It feels like I have driven up and down the M6 motorway too many times this week. The M6 is one of the longest motorways in the UK at 232.2 miles long. It took some 50 years to build, and at times if feels like you might have been travelling on it for as long. In my experience the Manchester to Birmingham section often resembles a slow moving car park for long periods of the day. This is precisely what the M6 was like on Thursday this week. Foolishly, I had decided to drive to Stafford University rather than take the train as I was due to attend a meeting later on that same evening at Holmes Chapel, some 25 miles apart and thought this would be the easiest way to get to both venues. In the end it took three hours to make a journey that should normally take at the most just 90mins. I was not impressed.
I was going to Stafford University as an External Examiner on a PhD Viva. I am always happy to be involved in these events, particularly when they involve hearing about the research of nurses or midwives. Less than 10% of nurses in the UK have a PhD, so I was very pleased that on this occasion the candidate defended their thesis well, and we were able to recommend the award was made. It was also great that he was a mental health nurse who had drawn upon my work in constructing his thesis.

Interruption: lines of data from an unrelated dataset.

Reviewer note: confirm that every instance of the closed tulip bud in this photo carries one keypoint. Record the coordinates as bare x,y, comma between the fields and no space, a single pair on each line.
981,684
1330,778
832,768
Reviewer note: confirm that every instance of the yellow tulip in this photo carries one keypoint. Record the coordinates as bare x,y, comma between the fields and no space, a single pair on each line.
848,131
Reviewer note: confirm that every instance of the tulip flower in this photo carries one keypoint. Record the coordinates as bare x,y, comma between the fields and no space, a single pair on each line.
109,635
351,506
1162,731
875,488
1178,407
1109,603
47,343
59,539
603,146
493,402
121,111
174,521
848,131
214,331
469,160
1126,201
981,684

Back on the M6 and the journey back to Holmes Chapel was a tortuous affair. The slow moving traffic, that in the morning had been overwhelming going southbound, seemed to have transferred to the northbound carriageways. It was a slow, frustrating and tiring journey back.
So it was with some trepidation that I started my journey yesterday morning down to Cardiff. For much of the journey one has to use the M6. I was on my way to celebrate my Fathers birthday, 30 guests were due to attend and most of the food was in the back of the car. Thankfully, the road was completely clear, the sun shone, and the autumnal colours were magnificent. The party was a success and a good time was had by all. The guests were family and friends. Among the group there was a teacher, midwife, financial regulator, falconer (complete with a miniature Peruvian Owl), a trainee policeman, house wives and house husbands, plumber, and lots of grandchildren. The conversations were often rich with description and difference.

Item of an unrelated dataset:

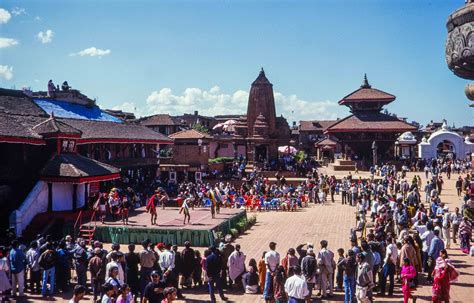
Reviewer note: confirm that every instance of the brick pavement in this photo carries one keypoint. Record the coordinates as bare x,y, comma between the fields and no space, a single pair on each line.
331,222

One of my brothers told of how the social unrest in his part of Surrey (Kingston-upon-Thames) had reached new heights of unacceptability. It appears that the local youth make their protest known by throwing quails eggs at people’s property. He was deadly serious. I couldn’t quite imagine however, young people being so disaffected that they took themselves off to the local Waitrose store to purchase a dozen quails eggs to throw at peoples windows. Social protest is slightly different up here in the North.
The journey back from Cardiff along the M6 took just over three hours and was uneventful, and in a strange way calming. Happy Birthday Dad!